'HuggingFaceWrapper' object has no attribute 'save_pretrained'
aaronbannin opened this issue · comments
I'm following the examples for fine tuning with HF Transformers.
When executing the Learner, the following error is thrown:
learn.model.save_pretrained("pythia-70m-trained")
---------------------------------------------------------------------------
AttributeError Traceback (most recent call last)
[<ipython-input-11-d1c51ba9b240>](https://localhost:8080/#) in <cell line: 1>()
----> 1 learn.model.save_pretrained("pythia-70m-trained")
[/usr/local/lib/python3.10/dist-packages/torch/nn/modules/module.py](https://localhost:8080/#) in __getattr__(self, name)
1693 if name in modules:
1694 return modules[name]
-> 1695 raise AttributeError(f"'{type(self).__name__}' object has no attribute '{name}'")
1696
1697 def __setattr__(self, name: str, value: Union[Tensor, 'Module']) -> None:
AttributeError: 'HuggingFaceWrapper' object has no attribute 'save_pretrained'
From reading the source, it looks like the model is encapsulated, not inherited? Which would mean that the desired method is bound to self.model
?
Running the following script in Google Colab:
from fastai.text.all import *
from fastxtend.text.all import *
from datasets import load_dataset
from transformers import AutoModel, AutoTokenizer, DataCollatorWithPadding
dataset = load_dataset("TinyPixel/orca-mini", split='train').train_test_split(test_size=0.3)
model_name = "EleutherAI/pythia-70m"
model = AutoModel.from_pretrained(model_name)
tokenizer = AutoTokenizer.from_pretrained('distilroberta-base')
batch_size = 5
data_collator=DataCollatorWithPadding(tokenizer)

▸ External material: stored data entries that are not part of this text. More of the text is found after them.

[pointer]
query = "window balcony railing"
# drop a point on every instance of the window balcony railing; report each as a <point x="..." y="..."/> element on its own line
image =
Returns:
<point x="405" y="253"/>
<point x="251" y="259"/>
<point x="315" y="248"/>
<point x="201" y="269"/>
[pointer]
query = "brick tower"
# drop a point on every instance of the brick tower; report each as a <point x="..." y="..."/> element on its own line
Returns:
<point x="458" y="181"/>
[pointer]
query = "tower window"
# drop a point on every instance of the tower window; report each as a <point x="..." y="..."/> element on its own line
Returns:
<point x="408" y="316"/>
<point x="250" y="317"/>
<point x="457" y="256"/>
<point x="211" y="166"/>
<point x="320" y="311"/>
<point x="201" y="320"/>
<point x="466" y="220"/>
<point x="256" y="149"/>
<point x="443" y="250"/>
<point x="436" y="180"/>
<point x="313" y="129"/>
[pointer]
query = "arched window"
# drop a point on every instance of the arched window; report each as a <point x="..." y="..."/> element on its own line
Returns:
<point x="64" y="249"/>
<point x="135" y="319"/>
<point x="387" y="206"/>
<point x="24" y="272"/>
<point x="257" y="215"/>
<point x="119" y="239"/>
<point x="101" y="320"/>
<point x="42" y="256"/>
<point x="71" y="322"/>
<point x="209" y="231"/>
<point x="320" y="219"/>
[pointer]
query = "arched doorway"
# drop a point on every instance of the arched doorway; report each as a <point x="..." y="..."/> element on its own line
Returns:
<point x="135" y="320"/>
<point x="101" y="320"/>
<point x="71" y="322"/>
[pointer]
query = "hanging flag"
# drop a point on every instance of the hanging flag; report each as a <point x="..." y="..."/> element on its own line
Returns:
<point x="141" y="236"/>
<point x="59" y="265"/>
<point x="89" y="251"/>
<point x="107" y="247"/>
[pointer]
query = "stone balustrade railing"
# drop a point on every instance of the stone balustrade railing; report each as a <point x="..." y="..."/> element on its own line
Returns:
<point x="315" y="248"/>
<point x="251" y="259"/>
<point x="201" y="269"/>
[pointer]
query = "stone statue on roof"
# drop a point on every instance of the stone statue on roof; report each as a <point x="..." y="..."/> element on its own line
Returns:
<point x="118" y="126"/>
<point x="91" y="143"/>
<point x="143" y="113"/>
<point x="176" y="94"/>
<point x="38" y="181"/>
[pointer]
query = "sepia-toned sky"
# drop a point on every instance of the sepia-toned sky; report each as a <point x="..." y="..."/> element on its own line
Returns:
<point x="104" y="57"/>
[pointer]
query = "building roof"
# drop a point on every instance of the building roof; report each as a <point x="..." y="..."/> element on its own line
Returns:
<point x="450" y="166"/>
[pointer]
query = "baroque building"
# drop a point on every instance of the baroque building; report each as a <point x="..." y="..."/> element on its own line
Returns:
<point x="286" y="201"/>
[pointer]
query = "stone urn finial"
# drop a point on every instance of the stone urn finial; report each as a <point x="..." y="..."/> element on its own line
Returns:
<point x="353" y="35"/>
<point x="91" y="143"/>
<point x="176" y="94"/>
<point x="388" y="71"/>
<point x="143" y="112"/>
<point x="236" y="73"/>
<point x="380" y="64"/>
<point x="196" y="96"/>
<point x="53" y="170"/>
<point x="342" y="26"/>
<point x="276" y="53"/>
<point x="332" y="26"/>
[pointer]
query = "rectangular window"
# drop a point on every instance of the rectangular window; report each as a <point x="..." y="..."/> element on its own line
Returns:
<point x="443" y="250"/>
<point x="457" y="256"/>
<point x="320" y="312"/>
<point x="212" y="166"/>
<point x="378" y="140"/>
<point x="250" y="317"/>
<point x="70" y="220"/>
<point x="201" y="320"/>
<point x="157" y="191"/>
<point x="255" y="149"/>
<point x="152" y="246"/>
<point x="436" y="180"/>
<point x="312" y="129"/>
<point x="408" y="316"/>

train_dataloader = HuggingFaceLoader(
dataset['train'].with_format('torch'), batch_size=batch_size,
collate_fn=data_collator, shuffle=True,
drop_last=True, num_workers=num_cpus()
)
valid_dataloader = HuggingFaceLoader(
dataset['test'].with_format('torch'), batch_size=16,
collate_fn=DataCollatorWithPadding(tokenizer), shuffle=False,
drop_last=False, num_workers=num_cpus()
)
dls = DataLoaders(train_dataloader, valid_dataloader)
learn = Learner(
dls,
model,
loss_func=HuggingFaceLoss(),
cbs=HuggingFaceCallback()
).to_bf16()
learn.model.save_pretrained("pythia-70m-trained")
The documentation is a bit unclear, but currently the HuggingFaceCallback
works by wrapping the Transformers model to handle the incompatible format between fast.ai and Transformers. When training is finished, the Transformers model is automatically unwrapped and available from learn.model
.
Before training is finished, the model needs to be accessed from learn.model.hf_model
. For example, to save a mid-training checkpoint you'd use:
learn.model.hf_model.save_pretrained("pythia-70m-trained")
#22 will resolve this by adding a new attribute for accessing the original Transformers model.
learn.hf_model.save_pretrained("pythia-70m-trained")
The model will no longer be unwrapped automatically after training is over. learn.hf_model
will be created by the HuggingFaceCallback
during after_create
, so it will be accessible from the beginning.